Dedications
Mimi du 93 Bonne journée ensoleillée à tous sur Rma antilles didi bonjour lulu du saint ouen

Société & Identité Martiniquaise

LE BOUNTY MARTINIQUAIS : LE MASQUE MODERNE DE L’ALIÉNATION COLONIALE.

today15/05/2026 7 5

Arrière-plan
share close

En Martinique, il existe une figure sociale que beaucoup reconnaissent sans jamais vraiment la nommer. On l’appelle le “bounty”. Noir à l’extérieur, blanc à l’intérieur, selon la formule populaire aussi cruelle que révélatrice. Mais derrière le sarcasme, il y a une réalité beaucoup plus profonde : celle d’une aliénation héritée de plusieurs siècles de domination coloniale, d’esclavage et de hiérarchisation raciale.

Le bounty ne naît pas ainsi. Il est fabriqué.

Fabriqué par une société où, depuis l’enfance, tout enseigne qu’être proche des codes du dominant est une forme de réussite. La bonne manière de parler. Le bon prénom. Le bon quartier. Les bonnes fréquentations. Les bonnes références culturelles. En Martinique, certains apprennent très tôt qu’il vaut mieux être “acceptable” que simplement soi-même.

Alors le bounty joue un rôle.

  • Il ne parle pas seulement : il corrige son accent.
  • Il ne débat pas : il se dissocie.
  • Il ne vit pas sa culture : il l’analyse comme un objet extérieur.

Dès qu’un métropolitain entre dans la conversation, le spectacle commence. Certains deviennent les traducteurs officiels de leur propre peuple.

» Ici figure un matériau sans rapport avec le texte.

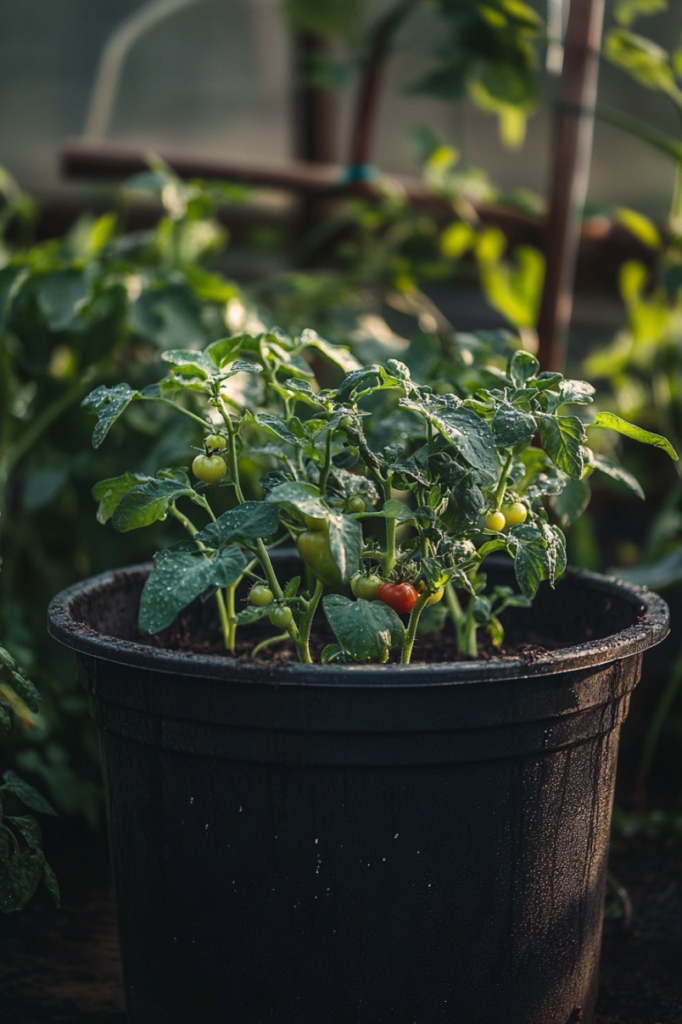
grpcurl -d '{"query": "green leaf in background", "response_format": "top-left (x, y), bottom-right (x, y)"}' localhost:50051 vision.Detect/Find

Ils expliquent “les Antillais” comme on commenterait une tribu exotique dans un documentaire colonial.

  • « Ici les gens sont jaloux… »
  • « Les Martiniquais ne veulent pas travailler… »
  • « Le problème, c’est la mentalité… »
  • Et bien sûr, eux seraient différents. Plus rationnels. Plus civilisés. Plus “universels”.

En réalité, le bounty cherche souvent une chose très simple : la validation.

Cette phrase empoisonnée, beaucoup l’ont entendue un jour : « Toi, t’es pas comme les autres. »

Une phrase qui ressemble à un compliment mais qui est en réalité une gifle collective. Pour être accepté, il faut donc se distinguer des siens. Se tenir à distance du peuple. Éviter d’être associé aux “noirs ordinaires”. Le bounty finit alors par vivre dans une tension permanente : être noir sans vouloir être identifié à la condition noire.

C’est là toute la violence psychologique de l’héritage colonial.

Car la Martinique reste une société marquée par une hiérarchie sociale et symbolique issue de l’habitation coloniale. Même lorsque les chaînes ont disparu physiquement, certains réflexes mentaux, eux, ont survécu. Le prestige reste souvent associé à la proximité culturelle avec l’ancien maître. Le français “parfait” vaut plus que le créole. Les références européennes paraissent plus nobles. La réussite est souvent imaginée ailleurs : à Paris, en métropole, loin du pays.

Le bounty devient alors le commercial du mépris colonial.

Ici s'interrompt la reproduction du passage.